Most of our problems began because we had been around people who knew everything about God and wanted us to hear and accept their take on God. We have been unimpressed. These folks have been offensive, often obnoxious. We couldn’t believe that with their ugliness of spirit they had the nerve to claim they were messengers of good news. Little wonder we supposed their God was just as offensive. When Harry Emerson Fosdick was pastor of the Riverside Baptist Church in New York City, somebody occasionally would come to tell him they didn’t believe in God. He always asked them to tell him about this God they didn’t believe in. After they described their objections to God, Fosdick would respond, "I don’t believe in that God either."
If it is possible to talk about a believable and attractive God, what can be known about him? What would he look like? Actually, we can know quite a bit. lf we stick close to the story the Bible tells, we can know much about God, even though we are still dealing with a subject admittedly too heavy for us to ever quite get a handle on. This biblical God clearly can’t be handled or fully comprehended, but we can learn a lot about him. Some of it will surprise us.
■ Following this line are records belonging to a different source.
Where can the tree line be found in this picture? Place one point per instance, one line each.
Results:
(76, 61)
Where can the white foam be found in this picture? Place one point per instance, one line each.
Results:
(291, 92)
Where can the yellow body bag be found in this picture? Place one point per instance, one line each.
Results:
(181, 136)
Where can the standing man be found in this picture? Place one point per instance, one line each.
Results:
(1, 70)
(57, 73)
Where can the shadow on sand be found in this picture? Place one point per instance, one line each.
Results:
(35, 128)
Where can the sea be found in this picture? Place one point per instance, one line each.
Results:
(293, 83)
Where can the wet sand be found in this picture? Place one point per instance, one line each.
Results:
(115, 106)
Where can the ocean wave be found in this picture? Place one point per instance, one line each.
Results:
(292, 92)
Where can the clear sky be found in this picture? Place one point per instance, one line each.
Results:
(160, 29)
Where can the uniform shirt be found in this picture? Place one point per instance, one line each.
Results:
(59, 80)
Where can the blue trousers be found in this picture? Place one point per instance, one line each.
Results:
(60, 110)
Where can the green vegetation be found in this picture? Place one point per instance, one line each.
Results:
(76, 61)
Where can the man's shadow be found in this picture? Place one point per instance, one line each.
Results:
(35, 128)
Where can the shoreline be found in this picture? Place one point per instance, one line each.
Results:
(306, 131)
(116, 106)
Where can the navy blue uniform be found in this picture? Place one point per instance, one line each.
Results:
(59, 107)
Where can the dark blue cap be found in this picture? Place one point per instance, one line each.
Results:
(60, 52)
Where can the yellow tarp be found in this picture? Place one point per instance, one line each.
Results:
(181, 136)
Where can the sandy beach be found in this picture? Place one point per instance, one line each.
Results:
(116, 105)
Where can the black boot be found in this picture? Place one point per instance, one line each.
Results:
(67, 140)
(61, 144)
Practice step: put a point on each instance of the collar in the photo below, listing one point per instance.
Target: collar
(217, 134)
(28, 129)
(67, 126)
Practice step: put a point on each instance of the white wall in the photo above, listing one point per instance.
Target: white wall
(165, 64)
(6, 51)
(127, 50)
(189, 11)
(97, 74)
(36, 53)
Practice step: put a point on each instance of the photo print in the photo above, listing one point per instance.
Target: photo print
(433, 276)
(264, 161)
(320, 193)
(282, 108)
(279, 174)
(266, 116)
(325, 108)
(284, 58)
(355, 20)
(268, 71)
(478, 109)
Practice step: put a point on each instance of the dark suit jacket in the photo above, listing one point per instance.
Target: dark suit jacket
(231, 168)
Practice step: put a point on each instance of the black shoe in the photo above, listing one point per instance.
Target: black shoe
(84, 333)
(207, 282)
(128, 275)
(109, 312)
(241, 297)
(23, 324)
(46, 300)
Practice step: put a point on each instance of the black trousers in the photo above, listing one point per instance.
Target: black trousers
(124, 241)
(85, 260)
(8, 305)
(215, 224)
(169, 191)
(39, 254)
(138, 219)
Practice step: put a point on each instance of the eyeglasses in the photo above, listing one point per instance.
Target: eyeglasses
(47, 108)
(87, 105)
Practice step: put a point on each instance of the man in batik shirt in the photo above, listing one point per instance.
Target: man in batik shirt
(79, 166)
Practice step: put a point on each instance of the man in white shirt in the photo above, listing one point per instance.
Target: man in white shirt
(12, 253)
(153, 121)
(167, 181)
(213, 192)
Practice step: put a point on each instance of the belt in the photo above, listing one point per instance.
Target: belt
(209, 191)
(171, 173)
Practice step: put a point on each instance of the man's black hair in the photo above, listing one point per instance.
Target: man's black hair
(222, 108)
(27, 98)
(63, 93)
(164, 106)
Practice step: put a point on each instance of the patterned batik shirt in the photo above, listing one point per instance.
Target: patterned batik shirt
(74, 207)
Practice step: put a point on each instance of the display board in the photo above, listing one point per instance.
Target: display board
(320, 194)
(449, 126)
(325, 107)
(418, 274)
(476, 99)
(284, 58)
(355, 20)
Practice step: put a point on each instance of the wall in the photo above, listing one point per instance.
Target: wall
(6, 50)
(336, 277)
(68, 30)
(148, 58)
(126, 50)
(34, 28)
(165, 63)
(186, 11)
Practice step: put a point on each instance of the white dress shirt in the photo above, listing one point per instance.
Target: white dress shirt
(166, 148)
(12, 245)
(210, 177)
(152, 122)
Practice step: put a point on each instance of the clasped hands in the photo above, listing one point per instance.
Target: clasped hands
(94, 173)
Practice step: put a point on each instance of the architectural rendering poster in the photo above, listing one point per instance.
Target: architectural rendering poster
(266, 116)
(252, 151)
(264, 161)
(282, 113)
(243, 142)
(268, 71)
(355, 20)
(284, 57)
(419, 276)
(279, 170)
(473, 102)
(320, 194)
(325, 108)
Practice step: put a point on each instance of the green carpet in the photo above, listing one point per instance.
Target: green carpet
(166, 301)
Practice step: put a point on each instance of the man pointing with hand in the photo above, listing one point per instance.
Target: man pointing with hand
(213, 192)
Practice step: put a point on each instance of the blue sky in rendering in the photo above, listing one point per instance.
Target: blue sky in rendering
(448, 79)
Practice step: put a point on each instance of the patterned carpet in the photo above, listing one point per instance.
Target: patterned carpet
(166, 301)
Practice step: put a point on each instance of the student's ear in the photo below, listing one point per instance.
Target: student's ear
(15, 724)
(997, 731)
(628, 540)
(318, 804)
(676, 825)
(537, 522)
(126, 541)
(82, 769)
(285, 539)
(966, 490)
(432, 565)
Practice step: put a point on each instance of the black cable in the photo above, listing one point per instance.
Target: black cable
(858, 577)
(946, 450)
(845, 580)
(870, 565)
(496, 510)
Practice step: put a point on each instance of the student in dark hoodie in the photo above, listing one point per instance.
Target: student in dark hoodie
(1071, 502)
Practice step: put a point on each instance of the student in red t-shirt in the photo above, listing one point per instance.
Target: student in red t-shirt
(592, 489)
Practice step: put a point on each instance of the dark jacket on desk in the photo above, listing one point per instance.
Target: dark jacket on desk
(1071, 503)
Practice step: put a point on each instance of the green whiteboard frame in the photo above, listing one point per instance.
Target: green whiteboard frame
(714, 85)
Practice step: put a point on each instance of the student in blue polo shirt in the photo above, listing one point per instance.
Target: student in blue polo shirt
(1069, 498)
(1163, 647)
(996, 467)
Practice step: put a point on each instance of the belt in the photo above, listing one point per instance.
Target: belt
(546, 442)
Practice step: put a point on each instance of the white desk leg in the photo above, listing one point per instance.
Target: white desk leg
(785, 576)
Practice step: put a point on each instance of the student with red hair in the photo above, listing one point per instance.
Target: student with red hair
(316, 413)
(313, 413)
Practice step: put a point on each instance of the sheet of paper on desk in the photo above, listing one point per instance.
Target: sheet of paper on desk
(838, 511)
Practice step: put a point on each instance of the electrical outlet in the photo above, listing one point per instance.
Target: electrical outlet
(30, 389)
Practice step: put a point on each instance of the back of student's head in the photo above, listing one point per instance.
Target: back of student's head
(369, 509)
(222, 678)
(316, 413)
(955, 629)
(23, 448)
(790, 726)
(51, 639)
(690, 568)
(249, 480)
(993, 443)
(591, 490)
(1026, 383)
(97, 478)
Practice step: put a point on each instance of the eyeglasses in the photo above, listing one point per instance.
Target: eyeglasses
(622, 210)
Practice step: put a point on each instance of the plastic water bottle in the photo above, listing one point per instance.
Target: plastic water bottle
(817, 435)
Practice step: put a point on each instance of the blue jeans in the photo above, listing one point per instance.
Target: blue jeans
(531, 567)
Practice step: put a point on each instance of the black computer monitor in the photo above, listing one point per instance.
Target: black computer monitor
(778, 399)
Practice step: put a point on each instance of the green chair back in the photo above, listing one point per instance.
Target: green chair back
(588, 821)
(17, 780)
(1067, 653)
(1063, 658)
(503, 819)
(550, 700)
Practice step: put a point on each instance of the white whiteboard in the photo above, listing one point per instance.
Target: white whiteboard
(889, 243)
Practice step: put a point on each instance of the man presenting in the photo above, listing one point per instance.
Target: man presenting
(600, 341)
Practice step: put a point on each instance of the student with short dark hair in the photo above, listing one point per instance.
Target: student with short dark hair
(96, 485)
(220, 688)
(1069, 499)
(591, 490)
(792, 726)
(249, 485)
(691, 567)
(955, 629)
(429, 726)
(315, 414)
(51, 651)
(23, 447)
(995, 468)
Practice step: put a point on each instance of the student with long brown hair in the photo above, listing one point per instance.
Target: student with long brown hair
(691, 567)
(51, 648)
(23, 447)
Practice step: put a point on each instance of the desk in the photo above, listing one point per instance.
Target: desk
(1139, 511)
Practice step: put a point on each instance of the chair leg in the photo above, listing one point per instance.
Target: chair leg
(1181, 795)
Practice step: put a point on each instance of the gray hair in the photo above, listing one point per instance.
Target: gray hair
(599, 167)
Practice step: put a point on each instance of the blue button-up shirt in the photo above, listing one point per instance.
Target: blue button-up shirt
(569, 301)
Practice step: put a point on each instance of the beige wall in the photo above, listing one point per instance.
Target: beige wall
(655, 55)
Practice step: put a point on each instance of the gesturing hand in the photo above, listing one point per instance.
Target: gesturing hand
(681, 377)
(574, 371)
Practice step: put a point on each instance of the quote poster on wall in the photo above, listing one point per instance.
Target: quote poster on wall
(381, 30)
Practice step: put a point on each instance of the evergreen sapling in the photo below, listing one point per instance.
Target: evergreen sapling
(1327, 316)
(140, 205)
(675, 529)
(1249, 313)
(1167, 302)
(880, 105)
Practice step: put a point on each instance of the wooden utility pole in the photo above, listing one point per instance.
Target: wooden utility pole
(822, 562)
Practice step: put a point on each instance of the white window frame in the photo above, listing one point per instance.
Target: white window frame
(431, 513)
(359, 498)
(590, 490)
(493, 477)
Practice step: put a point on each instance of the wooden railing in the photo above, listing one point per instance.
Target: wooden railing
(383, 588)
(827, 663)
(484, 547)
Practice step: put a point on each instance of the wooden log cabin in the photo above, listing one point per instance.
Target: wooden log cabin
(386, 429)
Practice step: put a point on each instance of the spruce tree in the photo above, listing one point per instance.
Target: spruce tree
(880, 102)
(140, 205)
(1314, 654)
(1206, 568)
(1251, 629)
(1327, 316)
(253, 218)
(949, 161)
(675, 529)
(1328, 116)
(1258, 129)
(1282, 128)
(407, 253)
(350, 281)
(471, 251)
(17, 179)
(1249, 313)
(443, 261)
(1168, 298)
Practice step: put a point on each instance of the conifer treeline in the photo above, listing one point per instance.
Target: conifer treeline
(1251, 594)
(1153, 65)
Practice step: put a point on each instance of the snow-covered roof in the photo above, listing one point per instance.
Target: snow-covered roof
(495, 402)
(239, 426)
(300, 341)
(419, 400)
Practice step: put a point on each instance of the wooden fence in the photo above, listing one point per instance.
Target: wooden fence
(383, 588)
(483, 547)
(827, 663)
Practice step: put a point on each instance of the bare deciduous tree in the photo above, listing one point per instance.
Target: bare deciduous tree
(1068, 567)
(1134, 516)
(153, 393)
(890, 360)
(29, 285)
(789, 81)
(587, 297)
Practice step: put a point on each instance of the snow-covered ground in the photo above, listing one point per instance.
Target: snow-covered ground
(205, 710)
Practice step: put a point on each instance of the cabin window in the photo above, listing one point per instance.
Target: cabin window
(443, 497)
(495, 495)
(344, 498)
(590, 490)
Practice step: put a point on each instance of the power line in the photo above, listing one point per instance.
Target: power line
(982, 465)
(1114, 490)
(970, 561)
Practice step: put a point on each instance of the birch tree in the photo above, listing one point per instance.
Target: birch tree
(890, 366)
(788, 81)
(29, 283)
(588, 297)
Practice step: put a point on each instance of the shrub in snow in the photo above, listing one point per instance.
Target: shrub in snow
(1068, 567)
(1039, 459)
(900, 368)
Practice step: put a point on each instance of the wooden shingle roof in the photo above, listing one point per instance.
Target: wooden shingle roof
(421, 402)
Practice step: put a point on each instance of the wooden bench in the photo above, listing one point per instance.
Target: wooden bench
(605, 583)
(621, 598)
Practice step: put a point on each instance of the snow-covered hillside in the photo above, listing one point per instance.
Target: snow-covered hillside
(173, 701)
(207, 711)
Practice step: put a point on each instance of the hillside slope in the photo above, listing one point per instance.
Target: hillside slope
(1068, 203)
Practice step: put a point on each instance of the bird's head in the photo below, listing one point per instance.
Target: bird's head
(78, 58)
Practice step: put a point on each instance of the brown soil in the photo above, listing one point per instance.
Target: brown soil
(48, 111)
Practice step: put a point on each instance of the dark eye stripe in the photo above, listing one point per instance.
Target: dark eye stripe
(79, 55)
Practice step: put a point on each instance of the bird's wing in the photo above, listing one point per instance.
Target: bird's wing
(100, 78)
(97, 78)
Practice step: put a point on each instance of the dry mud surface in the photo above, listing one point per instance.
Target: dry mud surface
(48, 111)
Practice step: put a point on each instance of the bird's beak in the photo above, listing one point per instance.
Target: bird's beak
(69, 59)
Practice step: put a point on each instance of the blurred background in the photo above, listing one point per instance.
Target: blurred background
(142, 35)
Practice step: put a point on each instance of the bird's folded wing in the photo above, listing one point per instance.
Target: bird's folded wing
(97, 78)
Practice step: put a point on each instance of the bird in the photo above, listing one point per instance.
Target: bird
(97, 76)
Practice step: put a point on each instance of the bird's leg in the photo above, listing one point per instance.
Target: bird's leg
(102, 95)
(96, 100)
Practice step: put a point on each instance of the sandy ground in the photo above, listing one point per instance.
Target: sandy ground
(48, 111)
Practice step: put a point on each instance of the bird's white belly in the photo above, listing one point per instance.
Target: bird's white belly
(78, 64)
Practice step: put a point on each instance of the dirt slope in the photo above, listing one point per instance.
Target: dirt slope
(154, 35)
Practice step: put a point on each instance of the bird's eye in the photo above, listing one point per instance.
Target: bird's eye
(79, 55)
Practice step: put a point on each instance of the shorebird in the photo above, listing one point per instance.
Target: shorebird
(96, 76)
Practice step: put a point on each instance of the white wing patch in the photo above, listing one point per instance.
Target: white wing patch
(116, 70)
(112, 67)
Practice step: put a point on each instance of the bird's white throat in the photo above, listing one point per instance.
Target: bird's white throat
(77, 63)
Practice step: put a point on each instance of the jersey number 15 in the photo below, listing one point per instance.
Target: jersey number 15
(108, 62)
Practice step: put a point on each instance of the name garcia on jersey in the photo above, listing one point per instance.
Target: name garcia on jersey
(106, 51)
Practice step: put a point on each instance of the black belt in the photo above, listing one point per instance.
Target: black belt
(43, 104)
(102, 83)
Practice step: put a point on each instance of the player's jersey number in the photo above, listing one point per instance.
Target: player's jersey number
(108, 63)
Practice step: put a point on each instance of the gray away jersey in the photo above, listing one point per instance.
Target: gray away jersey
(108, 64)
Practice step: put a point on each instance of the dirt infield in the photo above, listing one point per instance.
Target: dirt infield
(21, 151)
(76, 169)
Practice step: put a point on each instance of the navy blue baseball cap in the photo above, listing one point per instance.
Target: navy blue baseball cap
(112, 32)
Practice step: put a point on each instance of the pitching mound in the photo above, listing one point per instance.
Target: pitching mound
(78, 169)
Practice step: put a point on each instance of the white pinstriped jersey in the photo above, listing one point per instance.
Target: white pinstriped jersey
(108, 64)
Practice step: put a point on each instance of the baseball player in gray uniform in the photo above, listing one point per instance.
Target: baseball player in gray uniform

All of it may cause us to have second thoughts.
When it comes to the God question, the Bible doesn’t give us a clear and simple answer, but that has never kept folks from claiming to have found one. The solutions offered by religious people commonly misrepresent and oversimplify the God that emerges when we do that rare thing–with clear eyes, read the entire book, paying attention to what it actually says. God, as the Bible tells its story–which comprises a whole series of short stories–is complex. He doesn’t always behave the same way. Sometimes he resembles a terrorist, a freedom fighter, a force to establish justice, an artist, a loving father, mother, nurse, protector, a shepherd who keeps his eye on the least, the last, and the lost sheep of the flock. God is complicated.
Although people claim that Christianity is a monotheistic religion–belief in only one God-it is hard to find that idea validated on the pages of the Bible. Here is God the Creator, later to be known as God the Father Almighty. Then, here is God the Son, sent from the Father. We watch what this Son does, hear what is said about him, and realize the Bible believes that he is God. And then we find the Spirit, the Holy Spirit, who descends on Jesus from the Father, and whom Jesus will one day send to teach all about himself. Again, when we listen to the witness of these documents, this Holy Spirit is God. Yet when we’ve read this exceedingly long, composite account that tells us something of God’s history, it clearly testifies to a single and supreme God. A person could get lost in the complexity of it all.